It’s summer so there have been a lot of barbecues. And I love a homemade burger. I make the patties myself in our scotpak rahim family tradition with some cumin and coriander thrown in.
I’ve never added egg or breadcrumbs for binding so I’m happy that this is something that doesn’t have to change for my gluten free adventure. On the scale I’m somewhere around gluten sensitivity and gluten intolerance.
I have my patties ready. All that’s missing is the soft, light roll to put the burger in.
So I’ve been hunting for weeks and only found “potato bread” or almond flour bread. Last week’s post explains my aversion to the potato in everything gluten free. So what’s wrong with almond?
Well, I also have IBS and am following the low FODMAP diet. Almonds are on my exclusion list too. As are a whole bunch of seemingly unrelated foods including most fruits, some veg and most grains.
So on Wednesday I had another look for gluten free bread. And I found some rolls. Excitement was building as I reached out and picked up the packet. And squeezed.
I was so happy! These were light and soft. And they were part baked so I could finish them off in the oven at home and have warm rolls. Yes!

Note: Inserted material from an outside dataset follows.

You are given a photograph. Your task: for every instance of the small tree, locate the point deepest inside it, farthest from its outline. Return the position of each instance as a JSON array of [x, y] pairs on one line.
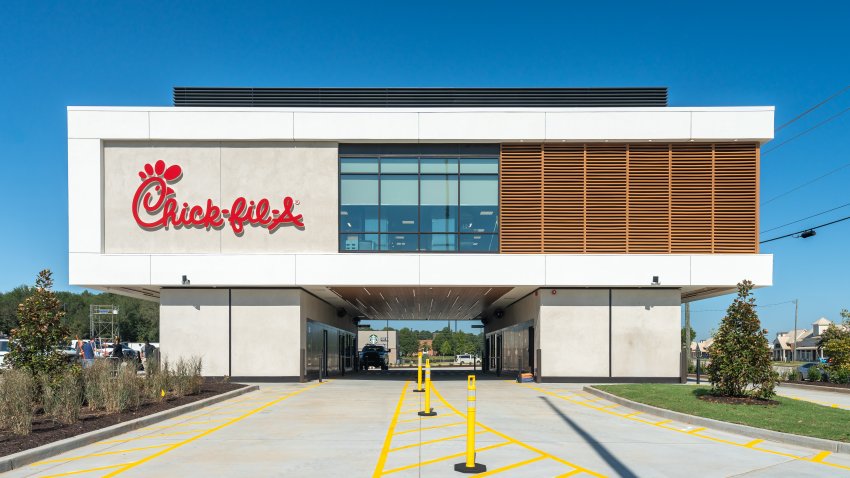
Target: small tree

So with anticipation, and a dose of “don’t get your hopes up” I read the ingredients (in dutch). No potato. Score!
Wait, what’s that I see? Apple fibre. Are you kidding me? I have a very bad reaction to apple and it’s definitely on my list to never eat again in my life.
So it’s time to face facts. I can’t take the easy way out and buy ready made. I need to get busy in the kitchen and make stuff myself.
It’s weird that I was even thinking about buying because I love to bake. I guess when I heard gluten free I just chucked baking into the basement of my mind and locked the door.
Now I’m checking recipes against the FODMAP list to see what to try first. I’ve seen a choc chip cookie recipe with chickpea flour. I can have limited amounts of chickpea, which is good because it will stop me eating the whole batch. One a day will be my limit.
Wish me luck.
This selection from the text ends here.